GOLDAU SZ - Der Bergsturz von Goldau forderte 457 Menschenleben. Noch heute zeugen riesige Felsblöcke vom Unglück. An diesen machten sich Bauarbeiter jetzt illegal zu schaffen.


SonntagsBlick

Erwin Hammer (64) wuchs auf einem Bauernhof auf, fühlt sich wohl in der Natur. Besonders im Bergsturzgebiet von Arth-Goldau SZ, neben dem er wohnt. «Die grossen Felsen geben mir Energie und Kraft», sagt der Schlosser. «Sie haben eine grosse historische Bedeutung.»


Markant ragen die Brocken aus dem Boden. Sie sind stille Zeugen einer der schwersten Naturkatastrophen in der Schweizer Geschichte. Am 2. September 1806 lösten sich am Rossberg 40 Millionen Kubikmeter Gestein. Diese donnerten talwärts, zerstörten mehrere Dörfer, nahmen 457 Menschen das Leben.

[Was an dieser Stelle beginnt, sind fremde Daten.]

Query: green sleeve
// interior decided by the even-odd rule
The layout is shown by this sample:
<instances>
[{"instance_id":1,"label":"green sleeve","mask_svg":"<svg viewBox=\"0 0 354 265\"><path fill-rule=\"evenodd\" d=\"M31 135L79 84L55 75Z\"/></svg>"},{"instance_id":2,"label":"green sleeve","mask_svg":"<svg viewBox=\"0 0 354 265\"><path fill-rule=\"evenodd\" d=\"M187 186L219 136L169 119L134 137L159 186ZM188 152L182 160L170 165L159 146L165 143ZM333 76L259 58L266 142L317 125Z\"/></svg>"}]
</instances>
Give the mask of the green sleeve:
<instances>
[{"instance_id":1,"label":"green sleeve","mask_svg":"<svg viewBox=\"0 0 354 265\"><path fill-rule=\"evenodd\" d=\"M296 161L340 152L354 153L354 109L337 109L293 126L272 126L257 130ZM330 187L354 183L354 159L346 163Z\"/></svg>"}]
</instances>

Jedes Jahr halten die Goldauer eine Gedenkfeier ab, legen einen Kranz nieder. Als sich die Tragödie zum 200. Mal jährte, enthüllte Bundeskanzlerin Annemarie Huber-Hotz (67) ein Denkmal für die Verstorbenen. «Diese Geotopen sind wie Grabsteine», sagt Hammer. Das Gebiet sei an sich ein einziger grosser Friedhof. «Aber einigen Unternehmern ist das egal, solange sie nur ihre Gewerbefläche vergrössern können.» Unterstützt vom Schweizer Heimatschutz


Vor drei Jahren war auf dem Areal eine Deponie für Bauschutt geplant. Hammer konnte diese verhindern, indem er mit dem Bundesamt für Umwelt bis vor Verwaltungsgericht klagte.


Der Schweizer Heimatschutz erstellte damals ein Gutachten und hielt fest, die Felsblöcke seien «ungeschmälert» zu erhalten. «Sie sind Zeugen der maximalen Ausdehnung des Bergsturzgebietes, sodass ihnen eine grosse Bedeutung für die Ablesbarkeit des prägenden Ereignisses zukommt.» Das Gebiet ist zudem im Bundesinventar der Landschaften und Naturdenkmäler von nationaler Bedeutung eingetragen.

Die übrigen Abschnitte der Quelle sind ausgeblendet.